What are Non-parametric tests?
Most the statistical tests are optimal under various assumptions like independence, homoscedasticity or normality. However, it might not always be possible to guarantee that the data follows all these assumptions. Non-parametric tests are statistical methods which dont need the normality assumption and the normality assumption can be replaced by a more general assumption concerning the distribution function.
Non-parametric and Distribution-free
Often the terms non-parametric and distribution-free are used interchangeably. However, these two terms are not exactly synonymous. A problem becomes parametric or non-parametric depending on whether we allow the parent distribution of the data to depend on a finite number of parameters or keep it more general (e.g. just continuous). Thus, it depends more on how we formulate the problem. Whereas, if the problem does not depend either on the parent distribution or its parameter, then it becomes distribution-free. Hence, both parametric and non-parametric methods may or may not be distribution-free. However, distribution-free procedures were primarily made for non-parametric methods and hence, both the terms are used interchangeably.
When to use Non-parametric tests:
1. When the data does not follow the necessary assumptions like normality.
2. When the sample size is too small. Since, in that case, it becomes difficult for the data to follow the assumptions
3. Data is nominal or ordinal. For example, customer feedback in the form Strongly disagree, Disagree, Neutral, Agree, Strongly agree
4. The data is ranked. For example, customers ranks a list of products
5. The data contains outlier
6. There is a lower bound and upper bound in the measurement process beyond which it just says Not measured or Not detected
Advantages and disadvantages of Non-parametric tests:
Advantages:
1. It needs fewer assumptions and hence, can be used in a broader range of situations
2. A wide range of data types and even small sample size can analyzed
3. It has more statistical power when the assumptions are violated in the data
Disadvantages:
1. If the assumptions are not violated, statistical power of the test is significantly less than the analogous parametric tests. In a way, if assumptions are not violated, using non-parametric test will be a wastage of data
2. For large sample, it is computationally expensive.

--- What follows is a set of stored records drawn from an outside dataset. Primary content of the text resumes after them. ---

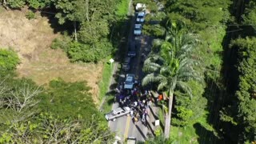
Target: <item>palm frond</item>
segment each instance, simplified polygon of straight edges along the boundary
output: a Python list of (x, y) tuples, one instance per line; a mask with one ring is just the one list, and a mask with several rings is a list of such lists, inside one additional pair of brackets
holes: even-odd
[(158, 86), (158, 90), (163, 90), (165, 87), (168, 86), (168, 82), (167, 80), (162, 79), (162, 81), (159, 82)]
[(177, 86), (181, 88), (182, 90), (184, 90), (186, 94), (189, 94), (190, 98), (193, 97), (192, 90), (189, 86), (189, 85), (182, 81), (178, 81), (177, 82)]
[(150, 73), (146, 75), (142, 79), (142, 86), (146, 86), (152, 82), (159, 82), (162, 81), (165, 78), (161, 74), (157, 74), (154, 73)]
[(143, 66), (143, 71), (147, 73), (157, 72), (159, 71), (161, 66), (155, 62), (145, 62)]

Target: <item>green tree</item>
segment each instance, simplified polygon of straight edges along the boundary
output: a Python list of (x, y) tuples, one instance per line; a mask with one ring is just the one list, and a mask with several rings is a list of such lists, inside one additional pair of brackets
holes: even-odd
[(223, 109), (222, 118), (238, 127), (240, 140), (256, 140), (256, 38), (238, 38), (233, 46), (238, 49), (238, 86), (233, 105)]
[(39, 107), (42, 111), (51, 112), (60, 118), (75, 118), (78, 114), (89, 118), (98, 114), (91, 94), (85, 82), (65, 82), (53, 80), (50, 88), (41, 95)]
[(154, 42), (154, 54), (144, 62), (143, 70), (149, 73), (142, 80), (142, 85), (158, 83), (158, 90), (162, 90), (169, 97), (168, 113), (166, 114), (165, 137), (170, 136), (174, 93), (177, 88), (192, 96), (186, 82), (189, 79), (202, 80), (194, 69), (198, 62), (193, 58), (197, 39), (186, 33), (182, 25), (168, 22), (166, 39)]
[(110, 143), (114, 134), (95, 116), (82, 122), (62, 119), (48, 113), (29, 120), (6, 123), (8, 128), (0, 134), (0, 143)]
[(14, 70), (18, 62), (18, 56), (14, 50), (0, 49), (0, 70)]
[(10, 6), (10, 7), (14, 9), (20, 9), (22, 8), (25, 4), (25, 0), (6, 0), (6, 4)]

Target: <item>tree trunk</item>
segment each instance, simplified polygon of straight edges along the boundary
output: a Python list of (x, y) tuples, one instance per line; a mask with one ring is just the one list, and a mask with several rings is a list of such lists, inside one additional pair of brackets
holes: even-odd
[(77, 36), (77, 22), (74, 22), (74, 40), (75, 42), (78, 42), (78, 36)]
[(170, 93), (169, 104), (168, 104), (168, 113), (166, 114), (166, 122), (165, 122), (165, 138), (169, 138), (170, 137), (170, 127), (171, 119), (171, 109), (173, 106), (174, 93)]

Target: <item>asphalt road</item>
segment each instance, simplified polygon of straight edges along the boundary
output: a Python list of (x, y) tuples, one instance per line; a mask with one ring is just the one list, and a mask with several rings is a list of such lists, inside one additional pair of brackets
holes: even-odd
[[(131, 30), (133, 32), (133, 26), (131, 26)], [(120, 81), (123, 82), (126, 74), (134, 74), (139, 80), (143, 77), (142, 65), (141, 64), (141, 55), (142, 53), (147, 54), (150, 50), (150, 44), (152, 42), (152, 38), (148, 36), (134, 36), (133, 33), (130, 33), (129, 41), (135, 41), (137, 45), (137, 56), (132, 59), (131, 70), (128, 72), (123, 72), (121, 74)], [(113, 109), (118, 107), (118, 103), (113, 104)], [(148, 114), (150, 114), (150, 110), (147, 110)], [(149, 117), (147, 117), (148, 118)], [(150, 120), (148, 119), (148, 122)], [(109, 122), (109, 127), (111, 131), (115, 132), (116, 135), (121, 138), (123, 141), (127, 137), (135, 137), (138, 141), (144, 142), (147, 138), (147, 133), (149, 129), (142, 124), (141, 122), (137, 122), (135, 125), (130, 116), (123, 116), (118, 118), (114, 122)]]

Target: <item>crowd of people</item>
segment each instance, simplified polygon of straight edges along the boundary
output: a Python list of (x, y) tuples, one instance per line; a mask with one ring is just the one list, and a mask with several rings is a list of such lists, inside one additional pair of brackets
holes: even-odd
[(147, 117), (147, 108), (151, 105), (153, 96), (150, 90), (143, 90), (141, 83), (136, 83), (131, 90), (125, 90), (120, 84), (116, 89), (116, 102), (120, 107), (129, 106), (130, 116), (134, 124), (141, 121), (146, 126)]

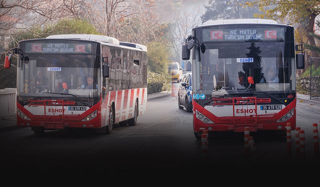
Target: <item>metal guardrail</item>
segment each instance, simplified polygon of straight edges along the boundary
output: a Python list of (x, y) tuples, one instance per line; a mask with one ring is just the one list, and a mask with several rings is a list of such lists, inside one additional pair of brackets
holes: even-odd
[(16, 114), (16, 89), (0, 90), (0, 117), (2, 118)]

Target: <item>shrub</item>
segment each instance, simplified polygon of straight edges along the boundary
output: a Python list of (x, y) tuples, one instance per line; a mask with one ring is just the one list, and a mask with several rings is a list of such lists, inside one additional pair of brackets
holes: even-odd
[(156, 73), (148, 69), (148, 94), (170, 90), (170, 76), (164, 73)]

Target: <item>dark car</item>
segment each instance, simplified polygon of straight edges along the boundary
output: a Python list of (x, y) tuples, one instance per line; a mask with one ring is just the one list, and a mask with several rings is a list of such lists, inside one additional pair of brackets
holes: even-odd
[(186, 108), (188, 112), (192, 112), (192, 74), (186, 73), (180, 79), (178, 90), (178, 106)]

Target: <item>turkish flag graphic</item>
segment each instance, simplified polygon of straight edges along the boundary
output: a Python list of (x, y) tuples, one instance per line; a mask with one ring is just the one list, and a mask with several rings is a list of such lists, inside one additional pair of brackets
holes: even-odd
[(32, 52), (42, 52), (42, 46), (40, 44), (31, 44), (31, 51)]
[(264, 38), (276, 39), (276, 30), (264, 30)]
[(211, 30), (210, 38), (211, 39), (222, 39), (223, 32), (222, 30)]
[(76, 51), (75, 52), (86, 52), (86, 45), (76, 45)]

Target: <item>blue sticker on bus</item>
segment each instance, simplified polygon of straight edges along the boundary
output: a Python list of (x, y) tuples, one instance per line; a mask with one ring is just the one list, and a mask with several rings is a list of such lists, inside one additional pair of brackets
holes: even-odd
[(61, 71), (60, 67), (48, 67), (48, 71)]
[(238, 58), (236, 59), (236, 62), (254, 62), (254, 58)]
[(200, 99), (200, 94), (196, 94), (196, 99)]
[(200, 99), (206, 99), (206, 95), (204, 94), (201, 94), (201, 95), (200, 95)]

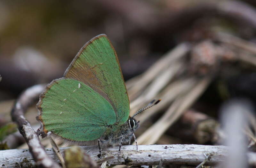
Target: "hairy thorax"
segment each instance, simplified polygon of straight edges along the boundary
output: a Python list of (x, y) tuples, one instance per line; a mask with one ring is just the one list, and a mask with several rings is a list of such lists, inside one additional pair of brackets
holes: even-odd
[(117, 146), (122, 142), (123, 144), (130, 144), (133, 134), (139, 127), (139, 122), (135, 121), (134, 126), (131, 128), (128, 120), (121, 125), (116, 131), (111, 132), (105, 135), (100, 139), (100, 146), (103, 148)]

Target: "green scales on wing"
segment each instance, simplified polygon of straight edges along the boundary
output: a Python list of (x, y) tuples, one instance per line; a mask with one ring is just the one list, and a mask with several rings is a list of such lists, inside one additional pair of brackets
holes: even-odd
[(128, 119), (129, 100), (116, 52), (106, 35), (87, 42), (40, 96), (37, 118), (51, 131), (77, 141), (96, 140)]

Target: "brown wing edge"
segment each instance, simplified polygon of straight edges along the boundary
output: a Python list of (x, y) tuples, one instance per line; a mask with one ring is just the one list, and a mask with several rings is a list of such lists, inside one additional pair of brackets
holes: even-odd
[[(86, 43), (85, 43), (85, 44), (84, 44), (84, 46), (83, 47), (82, 47), (81, 49), (80, 49), (80, 50), (78, 52), (77, 52), (77, 53), (76, 54), (76, 57), (75, 57), (73, 60), (72, 61), (72, 62), (71, 62), (71, 63), (70, 63), (69, 66), (68, 66), (68, 67), (67, 68), (67, 69), (66, 69), (66, 70), (65, 71), (65, 72), (64, 73), (64, 77), (66, 77), (66, 75), (68, 73), (68, 72), (69, 72), (70, 69), (73, 66), (73, 65), (75, 63), (75, 62), (76, 62), (76, 60), (78, 58), (79, 58), (79, 57), (80, 56), (80, 55), (81, 55), (81, 53), (82, 53), (83, 52), (83, 51), (84, 51), (84, 50), (86, 48), (86, 47), (87, 47), (87, 46), (88, 46), (90, 44), (92, 43), (92, 42), (93, 42), (93, 41), (95, 40), (98, 39), (98, 38), (99, 38), (102, 37), (104, 37), (106, 38), (107, 38), (107, 39), (108, 39), (108, 42), (109, 42), (109, 44), (110, 44), (110, 46), (111, 46), (111, 48), (112, 48), (113, 49), (113, 50), (114, 51), (114, 52), (115, 52), (115, 56), (116, 56), (116, 62), (117, 62), (118, 65), (119, 66), (119, 70), (120, 71), (120, 72), (121, 72), (121, 76), (122, 79), (123, 79), (123, 82), (124, 82), (124, 87), (125, 88), (125, 90), (126, 90), (126, 95), (127, 96), (127, 97), (128, 99), (128, 101), (129, 102), (129, 113), (130, 113), (130, 100), (129, 99), (129, 97), (128, 96), (128, 94), (127, 93), (127, 89), (126, 88), (126, 86), (125, 86), (125, 82), (124, 82), (124, 77), (123, 76), (123, 73), (122, 73), (122, 69), (121, 69), (121, 66), (120, 66), (120, 64), (119, 63), (119, 60), (118, 60), (118, 58), (117, 57), (117, 54), (116, 54), (116, 50), (115, 49), (115, 48), (113, 46), (113, 45), (112, 45), (112, 43), (111, 43), (111, 42), (109, 40), (109, 39), (108, 38), (108, 36), (107, 36), (106, 34), (101, 34), (94, 37), (94, 38), (92, 38), (88, 42), (87, 42)], [(92, 88), (93, 89), (94, 89), (94, 90), (95, 91), (98, 92), (99, 92), (99, 91), (98, 90), (98, 89), (95, 90), (95, 88), (94, 88), (94, 87), (92, 87)], [(101, 91), (101, 92), (102, 92), (102, 91)], [(112, 106), (114, 108), (114, 109), (115, 109), (115, 111), (116, 111), (116, 108), (114, 106), (114, 105), (113, 104), (113, 103), (111, 102), (111, 101), (110, 100), (109, 98), (108, 98), (108, 96), (107, 96), (106, 94), (105, 93), (103, 93), (104, 94), (101, 94), (101, 95), (103, 96), (103, 97), (105, 97), (105, 98), (107, 98), (106, 99), (106, 100), (108, 100), (108, 101), (112, 105)]]
[(44, 121), (43, 121), (43, 118), (42, 118), (43, 111), (41, 105), (43, 103), (43, 99), (45, 96), (45, 93), (47, 92), (48, 90), (50, 89), (54, 83), (58, 83), (57, 81), (58, 80), (65, 79), (65, 78), (62, 77), (53, 80), (51, 83), (47, 85), (44, 91), (40, 94), (40, 95), (39, 96), (39, 101), (36, 106), (38, 111), (38, 115), (36, 116), (36, 120), (40, 122), (40, 125), (39, 128), (36, 131), (36, 133), (39, 136), (41, 136), (42, 138), (44, 138), (47, 136), (47, 134), (49, 132), (48, 130), (45, 129), (44, 123)]
[[(38, 136), (41, 136), (42, 138), (44, 138), (50, 135), (52, 136), (56, 139), (58, 139), (64, 141), (65, 143), (67, 143), (69, 144), (76, 144), (78, 145), (94, 145), (97, 144), (98, 139), (89, 141), (78, 141), (69, 139), (62, 137), (57, 134), (55, 134), (53, 131), (49, 131), (45, 129), (44, 123), (42, 118), (42, 114), (43, 111), (41, 105), (43, 102), (43, 100), (45, 96), (45, 93), (47, 91), (51, 88), (52, 86), (55, 83), (58, 83), (58, 80), (60, 80), (62, 79), (66, 79), (66, 78), (63, 77), (60, 78), (54, 79), (52, 80), (51, 83), (48, 84), (46, 86), (45, 88), (42, 92), (39, 97), (39, 101), (36, 104), (36, 107), (38, 112), (38, 115), (36, 116), (36, 120), (39, 121), (40, 123), (40, 127), (36, 131), (36, 133)], [(48, 134), (50, 133), (50, 134)], [(100, 139), (101, 138), (102, 136), (100, 137), (99, 139)]]

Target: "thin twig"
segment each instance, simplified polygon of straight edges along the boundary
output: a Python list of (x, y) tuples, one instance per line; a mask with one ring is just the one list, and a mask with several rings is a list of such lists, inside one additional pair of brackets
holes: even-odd
[[(155, 143), (167, 129), (186, 110), (205, 90), (211, 78), (205, 77), (183, 96), (178, 98), (164, 114), (137, 140), (138, 144), (149, 144)], [(154, 132), (154, 134), (152, 133)]]
[[(84, 146), (81, 147), (85, 151), (90, 149), (88, 152), (92, 158), (99, 159), (98, 146)], [(69, 147), (60, 148), (61, 152)], [(118, 158), (118, 146), (114, 146), (104, 149), (102, 153), (106, 157), (114, 156), (114, 158), (108, 161), (111, 165), (158, 165), (162, 158), (164, 164), (188, 164), (197, 165), (204, 160), (204, 153), (211, 154), (210, 160), (205, 163), (205, 165), (216, 165), (224, 160), (228, 153), (228, 147), (223, 146), (203, 145), (139, 145), (138, 150), (134, 145), (122, 146), (121, 156), (122, 157)], [(4, 161), (0, 159), (0, 163), (6, 165), (6, 167), (12, 167), (15, 165), (17, 158), (26, 157), (32, 165), (34, 161), (29, 153), (22, 149), (13, 149), (3, 150), (5, 158), (8, 160)], [(55, 161), (59, 162), (52, 148), (46, 149), (47, 154)], [(249, 154), (249, 153), (248, 153)], [(248, 159), (252, 162), (256, 158), (256, 154), (250, 153)]]
[(28, 144), (29, 151), (36, 164), (42, 167), (60, 167), (59, 165), (47, 155), (36, 133), (24, 117), (24, 113), (28, 107), (38, 99), (45, 86), (44, 84), (35, 85), (22, 93), (12, 110), (12, 120), (17, 124), (20, 132)]

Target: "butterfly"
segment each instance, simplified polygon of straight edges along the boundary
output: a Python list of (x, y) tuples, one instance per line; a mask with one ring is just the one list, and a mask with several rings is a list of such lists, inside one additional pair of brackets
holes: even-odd
[[(105, 34), (87, 42), (66, 70), (41, 94), (36, 105), (38, 135), (80, 145), (104, 148), (129, 144), (139, 127), (130, 104), (116, 53)], [(138, 149), (138, 146), (137, 146)]]

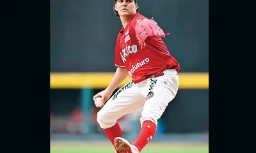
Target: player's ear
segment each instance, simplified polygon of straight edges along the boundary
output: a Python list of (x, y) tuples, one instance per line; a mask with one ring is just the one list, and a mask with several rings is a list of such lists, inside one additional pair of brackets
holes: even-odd
[(135, 4), (135, 10), (137, 10), (137, 8), (138, 8), (138, 4), (136, 3), (136, 4)]

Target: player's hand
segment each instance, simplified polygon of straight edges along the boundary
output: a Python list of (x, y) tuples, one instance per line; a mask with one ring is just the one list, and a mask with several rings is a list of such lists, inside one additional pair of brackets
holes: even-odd
[[(95, 104), (95, 106), (97, 107), (102, 107), (104, 106), (104, 105), (105, 104), (106, 101), (107, 101), (107, 100), (108, 99), (109, 99), (109, 98), (112, 95), (112, 92), (107, 91), (106, 89), (99, 92), (98, 94), (95, 94), (93, 96), (93, 101), (94, 103)], [(101, 98), (101, 99), (100, 101), (97, 101), (97, 105), (96, 105), (96, 98)]]

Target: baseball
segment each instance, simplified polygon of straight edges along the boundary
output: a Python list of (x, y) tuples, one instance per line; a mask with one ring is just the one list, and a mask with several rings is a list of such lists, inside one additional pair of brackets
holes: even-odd
[(95, 106), (97, 107), (102, 107), (103, 104), (104, 104), (104, 101), (102, 101), (102, 98), (101, 98), (100, 97), (98, 97), (96, 98), (96, 101), (94, 102), (94, 103), (95, 104)]

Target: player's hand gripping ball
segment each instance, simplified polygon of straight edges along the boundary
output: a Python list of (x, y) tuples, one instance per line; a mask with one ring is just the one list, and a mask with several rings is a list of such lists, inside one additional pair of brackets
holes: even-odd
[(104, 101), (102, 98), (98, 97), (96, 98), (96, 100), (95, 101), (94, 101), (94, 104), (97, 108), (99, 107), (102, 108), (104, 106)]

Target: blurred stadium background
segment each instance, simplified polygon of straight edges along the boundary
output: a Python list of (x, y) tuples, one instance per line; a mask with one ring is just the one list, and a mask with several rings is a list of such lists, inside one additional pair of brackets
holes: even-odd
[[(208, 1), (139, 0), (138, 4), (141, 14), (171, 33), (163, 40), (181, 66), (177, 95), (141, 152), (209, 152)], [(96, 122), (99, 109), (92, 100), (116, 69), (122, 25), (113, 6), (113, 0), (51, 0), (52, 153), (115, 152)], [(140, 117), (138, 110), (119, 120), (131, 142), (140, 131)]]

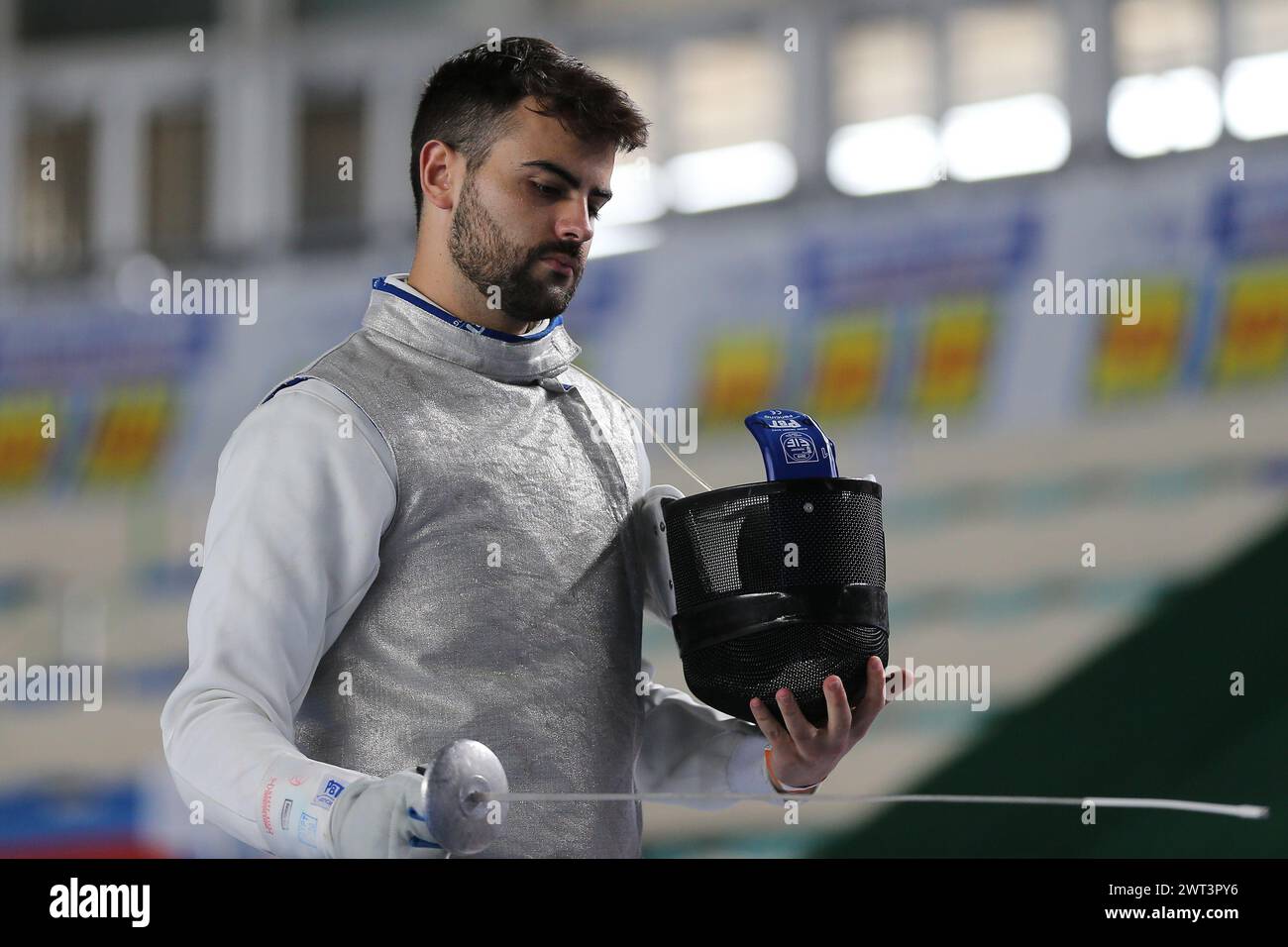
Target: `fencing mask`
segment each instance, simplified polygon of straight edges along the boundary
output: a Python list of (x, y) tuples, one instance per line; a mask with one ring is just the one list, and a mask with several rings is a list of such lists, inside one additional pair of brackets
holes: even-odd
[(649, 593), (694, 697), (752, 722), (759, 697), (781, 719), (786, 687), (824, 725), (823, 680), (836, 674), (857, 705), (868, 658), (889, 661), (881, 484), (838, 477), (808, 415), (759, 411), (746, 425), (764, 483), (690, 497), (659, 486), (640, 500)]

Note that, if the data follows the assumptions (mainly the normality assumption), it is always wise to apply parametric tests. Even in some situations when the normality assumption is not met, if the sample size is large enough, parametric tests can be applied.
Below, we introduce some of the most useful non-parametric tests along with a brief python code.
Nature of hypothesis |
Non-parametric test |
Parametric counterpart |
When to use |
Simple Python code* |
One samples location (median) |
Simple sign ; Wilcoxon signed rank |
Students t |
Whether the median of the sample is equal to an assumed value in population |
#Code for simple sign test from statsmodels.stats import descriptivestats stat, p = descriptivestats.sign_test(data1) print(“single sample sign test p-value”, p) |
Paired samples location (median) |
Simple sign ; Wilcoxon signed rank |
Paired t |
Whether the median of the paired sample is equal with each other or not |
#Paired sample Wilcoxon signed rank test from scipy.stats import wilcoxon stat, p = wilcoxon(data1,data2) print(“Paired sample wilcoxon signed rank test p-value”, p) |
Two independent samples location (median) |
Wilcoxon signed rank ; Mann-Whitney U |
Fishers t |
Whether the medians of two independent samples are equal |
#Two independent sample Mann-Whitney U test from scipy.stats import mannwhitneyu stat, p = mannwhitneyu(data1,data2) print(“two sample mann whitney test p-value”, p) |
General two independent samples |
Wald-Wolfowitz run |
– |
Whether two independent samples have been drawn from the same distribution |
#Wald-Wolfowitz run test from statsmodels.sandbox.stats.runs import runstest_2samp stat, p = runstest_2samp(data1,data2) print(“two sample Wald Wolfowitz run test p-value”, p) |
Multiple samples location |
Kruskal-Wallis H |
ANOVA |
Whether more than two samples have been drawn from same distribution |
#Kruskal Wallis H test for multiple sample from scipy.stats import kruskal stat, p = kruskal(data1, data2, data3) print(“multiple sample Kruskal Wallis H test p-value”, p) |
*In most of the cases, it is a two tailed test, by default, in the python code
Conclusion:
Statistical tests are powerful tool to learn and compare samples. In this article, the concept of non-parametric tests, when to use it, various advantages, and different non-parametric tests along with their python codes are introduced. Wise utilization of these concepts will help in analyzing a wide range of sample with minimal assumptions.